The major issue with ttb is he fails to do anything constructive to narrow the discount of ICAP. In this respect indeed the whole of ICAP board should take the major blame for not doing anything at all. It is appalling!

Stock

2014-11-20 16:33 | Report Abuse

From how TTB responded to my questions during the recent road show it was clear that he is planning to use ICAP cash to subscribe the Dual listed fund.

However since ICAP explicitly stated only to invest in KLSE, it can not force ICAP share owners to subscribe to the new Dual listed fund which will invest globally.

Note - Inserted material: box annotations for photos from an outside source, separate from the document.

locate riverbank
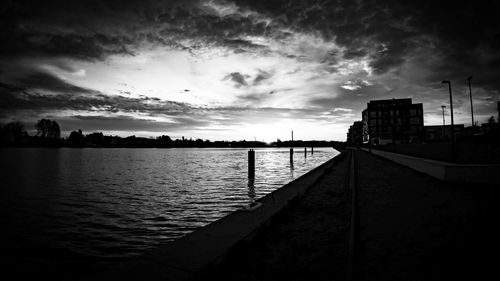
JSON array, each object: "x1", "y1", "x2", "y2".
[
  {"x1": 356, "y1": 151, "x2": 499, "y2": 280},
  {"x1": 88, "y1": 151, "x2": 341, "y2": 280},
  {"x1": 189, "y1": 148, "x2": 499, "y2": 280}
]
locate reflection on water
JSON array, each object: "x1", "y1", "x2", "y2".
[
  {"x1": 248, "y1": 179, "x2": 257, "y2": 206},
  {"x1": 0, "y1": 148, "x2": 338, "y2": 278}
]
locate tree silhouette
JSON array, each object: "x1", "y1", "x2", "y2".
[
  {"x1": 35, "y1": 119, "x2": 61, "y2": 139},
  {"x1": 0, "y1": 121, "x2": 27, "y2": 144}
]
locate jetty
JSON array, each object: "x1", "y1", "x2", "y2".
[{"x1": 86, "y1": 149, "x2": 499, "y2": 280}]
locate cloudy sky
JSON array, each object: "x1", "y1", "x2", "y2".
[{"x1": 0, "y1": 0, "x2": 500, "y2": 141}]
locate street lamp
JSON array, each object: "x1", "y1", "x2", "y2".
[
  {"x1": 441, "y1": 105, "x2": 446, "y2": 124},
  {"x1": 441, "y1": 80, "x2": 455, "y2": 161},
  {"x1": 467, "y1": 76, "x2": 474, "y2": 127}
]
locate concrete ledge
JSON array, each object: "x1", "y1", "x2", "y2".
[
  {"x1": 87, "y1": 153, "x2": 344, "y2": 281},
  {"x1": 362, "y1": 148, "x2": 500, "y2": 184}
]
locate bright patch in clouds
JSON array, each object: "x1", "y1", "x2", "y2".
[{"x1": 0, "y1": 0, "x2": 500, "y2": 141}]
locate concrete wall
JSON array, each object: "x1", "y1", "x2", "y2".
[{"x1": 87, "y1": 153, "x2": 345, "y2": 281}]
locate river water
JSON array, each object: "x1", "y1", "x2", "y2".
[{"x1": 0, "y1": 148, "x2": 338, "y2": 280}]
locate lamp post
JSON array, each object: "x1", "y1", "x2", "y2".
[
  {"x1": 441, "y1": 80, "x2": 455, "y2": 161},
  {"x1": 441, "y1": 105, "x2": 446, "y2": 124},
  {"x1": 467, "y1": 76, "x2": 474, "y2": 127}
]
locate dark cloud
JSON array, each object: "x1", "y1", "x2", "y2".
[
  {"x1": 16, "y1": 72, "x2": 97, "y2": 94},
  {"x1": 223, "y1": 72, "x2": 249, "y2": 88},
  {"x1": 0, "y1": 83, "x2": 192, "y2": 116},
  {"x1": 253, "y1": 69, "x2": 273, "y2": 85}
]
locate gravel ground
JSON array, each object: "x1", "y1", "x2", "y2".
[
  {"x1": 356, "y1": 151, "x2": 498, "y2": 280},
  {"x1": 191, "y1": 152, "x2": 350, "y2": 280},
  {"x1": 190, "y1": 150, "x2": 500, "y2": 280}
]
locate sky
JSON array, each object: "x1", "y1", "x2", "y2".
[{"x1": 0, "y1": 0, "x2": 500, "y2": 142}]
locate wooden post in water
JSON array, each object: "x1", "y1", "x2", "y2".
[{"x1": 248, "y1": 149, "x2": 255, "y2": 179}]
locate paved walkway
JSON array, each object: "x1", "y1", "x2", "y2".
[{"x1": 356, "y1": 151, "x2": 498, "y2": 280}]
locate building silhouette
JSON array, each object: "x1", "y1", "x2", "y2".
[
  {"x1": 362, "y1": 98, "x2": 424, "y2": 145},
  {"x1": 347, "y1": 121, "x2": 363, "y2": 145}
]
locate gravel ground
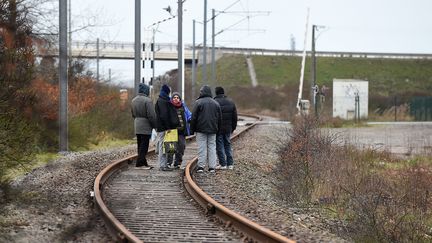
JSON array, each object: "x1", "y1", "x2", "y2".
[
  {"x1": 216, "y1": 125, "x2": 347, "y2": 242},
  {"x1": 0, "y1": 121, "x2": 432, "y2": 242},
  {"x1": 0, "y1": 146, "x2": 136, "y2": 242}
]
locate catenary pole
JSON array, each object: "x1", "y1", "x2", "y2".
[
  {"x1": 134, "y1": 0, "x2": 141, "y2": 95},
  {"x1": 177, "y1": 0, "x2": 185, "y2": 100},
  {"x1": 202, "y1": 0, "x2": 207, "y2": 84},
  {"x1": 59, "y1": 0, "x2": 68, "y2": 152},
  {"x1": 191, "y1": 19, "x2": 196, "y2": 101},
  {"x1": 211, "y1": 8, "x2": 216, "y2": 86}
]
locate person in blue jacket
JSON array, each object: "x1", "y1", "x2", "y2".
[{"x1": 168, "y1": 92, "x2": 192, "y2": 169}]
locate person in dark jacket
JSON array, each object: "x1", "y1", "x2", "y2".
[
  {"x1": 131, "y1": 83, "x2": 156, "y2": 169},
  {"x1": 155, "y1": 84, "x2": 180, "y2": 171},
  {"x1": 214, "y1": 87, "x2": 238, "y2": 170},
  {"x1": 191, "y1": 85, "x2": 222, "y2": 173},
  {"x1": 168, "y1": 92, "x2": 192, "y2": 169}
]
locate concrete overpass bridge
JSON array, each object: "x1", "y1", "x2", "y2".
[{"x1": 36, "y1": 39, "x2": 432, "y2": 60}]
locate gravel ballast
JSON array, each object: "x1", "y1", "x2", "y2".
[{"x1": 0, "y1": 121, "x2": 430, "y2": 242}]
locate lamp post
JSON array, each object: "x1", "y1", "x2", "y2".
[{"x1": 310, "y1": 25, "x2": 325, "y2": 116}]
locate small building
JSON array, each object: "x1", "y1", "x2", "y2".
[
  {"x1": 119, "y1": 89, "x2": 129, "y2": 104},
  {"x1": 333, "y1": 79, "x2": 369, "y2": 120}
]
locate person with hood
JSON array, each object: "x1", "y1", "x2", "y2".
[
  {"x1": 155, "y1": 84, "x2": 180, "y2": 171},
  {"x1": 214, "y1": 87, "x2": 238, "y2": 170},
  {"x1": 131, "y1": 83, "x2": 156, "y2": 169},
  {"x1": 168, "y1": 92, "x2": 192, "y2": 169},
  {"x1": 191, "y1": 85, "x2": 222, "y2": 173}
]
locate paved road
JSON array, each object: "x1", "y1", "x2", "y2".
[{"x1": 331, "y1": 122, "x2": 432, "y2": 156}]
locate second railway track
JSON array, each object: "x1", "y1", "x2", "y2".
[{"x1": 94, "y1": 116, "x2": 290, "y2": 242}]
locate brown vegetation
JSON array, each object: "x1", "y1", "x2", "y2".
[{"x1": 275, "y1": 117, "x2": 432, "y2": 242}]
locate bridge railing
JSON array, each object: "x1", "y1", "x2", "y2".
[{"x1": 36, "y1": 41, "x2": 432, "y2": 59}]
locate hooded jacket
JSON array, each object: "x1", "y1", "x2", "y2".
[
  {"x1": 214, "y1": 93, "x2": 238, "y2": 134},
  {"x1": 155, "y1": 85, "x2": 180, "y2": 132},
  {"x1": 131, "y1": 84, "x2": 156, "y2": 135},
  {"x1": 171, "y1": 92, "x2": 192, "y2": 136},
  {"x1": 191, "y1": 85, "x2": 222, "y2": 134}
]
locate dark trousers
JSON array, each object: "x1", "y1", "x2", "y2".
[
  {"x1": 168, "y1": 134, "x2": 186, "y2": 166},
  {"x1": 136, "y1": 134, "x2": 151, "y2": 166}
]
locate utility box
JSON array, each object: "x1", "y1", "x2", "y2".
[
  {"x1": 333, "y1": 79, "x2": 369, "y2": 120},
  {"x1": 299, "y1": 100, "x2": 310, "y2": 115}
]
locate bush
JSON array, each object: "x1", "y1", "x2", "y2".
[{"x1": 275, "y1": 116, "x2": 432, "y2": 242}]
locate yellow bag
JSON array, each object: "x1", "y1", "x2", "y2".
[
  {"x1": 164, "y1": 128, "x2": 178, "y2": 142},
  {"x1": 162, "y1": 129, "x2": 178, "y2": 154}
]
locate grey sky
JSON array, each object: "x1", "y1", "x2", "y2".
[{"x1": 72, "y1": 0, "x2": 432, "y2": 87}]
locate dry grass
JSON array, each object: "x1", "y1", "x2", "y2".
[{"x1": 275, "y1": 117, "x2": 432, "y2": 242}]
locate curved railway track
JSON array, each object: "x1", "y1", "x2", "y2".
[{"x1": 94, "y1": 116, "x2": 292, "y2": 242}]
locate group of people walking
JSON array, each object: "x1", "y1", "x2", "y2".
[{"x1": 131, "y1": 83, "x2": 238, "y2": 173}]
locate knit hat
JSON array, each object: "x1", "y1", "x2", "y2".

Therefore the appropriate way is to call for an EGM to vote for a capital repayment which will either be in cash( for those who opt not to subsribe to the new dual listed fund) or in new shares of Dual listed fund( for those who want to subsribe to it)

To see how this might help reduce ICAP discount, assume that the capital repayment is RM1.65 or 1 new dual listed share ( US$ 0.5 say equivalent to RM1.65) for each ICAP share.

This will reduce the NAV of ICAP by RM1.65. Given latest NAV of ICAP @ RM3.03 and cash of ~1.72 and share price of say 2.40 the NAV will be RM1.38( 3.03-1.65) and if share price will also drop 1.65, the ex share price will be RM0.75(2.4-1.65) i.e. the discount will widen to 45.6%! (1-0.75/1.38) from 20.8% (1- 2.4/3.03) currently. Such a huge discount will presumably attract more buyers to come in couple with less seller who want to sell, the net effect is clearly a narrowing of the discount to may be close to 25% say. This mean the price will rise to around RM1.04( 75% of 1.38) or increase of RM0.29!

In summary if you buy 1 share of ICAP @ RM2.40 now and if ( and please take note of IF) what i described above happen you will get a RM1.65 cash back( in about 8 mths time) leaving you a net cash outlay of RM0.75 for one ICAP share of around RM1.04 or upside of ~35%.

For those who opted to receive the new share the result should be similar as the new share plus fraction of free warrant should trade higher than cost since everyone who own the new share can only obtain it at the same cost price hence nobody will sell it for less, at least for the initial period.

Please take note that the capital repayment of RM1.65 is most likely on the high side and if such capital repayment happen it is more likely to be lower than RM1.65. I use 1.65 simply for ease of illustration.

I like to stress that I am not recommending buy ICAP at current price. I am simply sharing what I thought TTB is hinting at when he say the new Dual Listed fund will indirectly help to reduce the ICAP discount.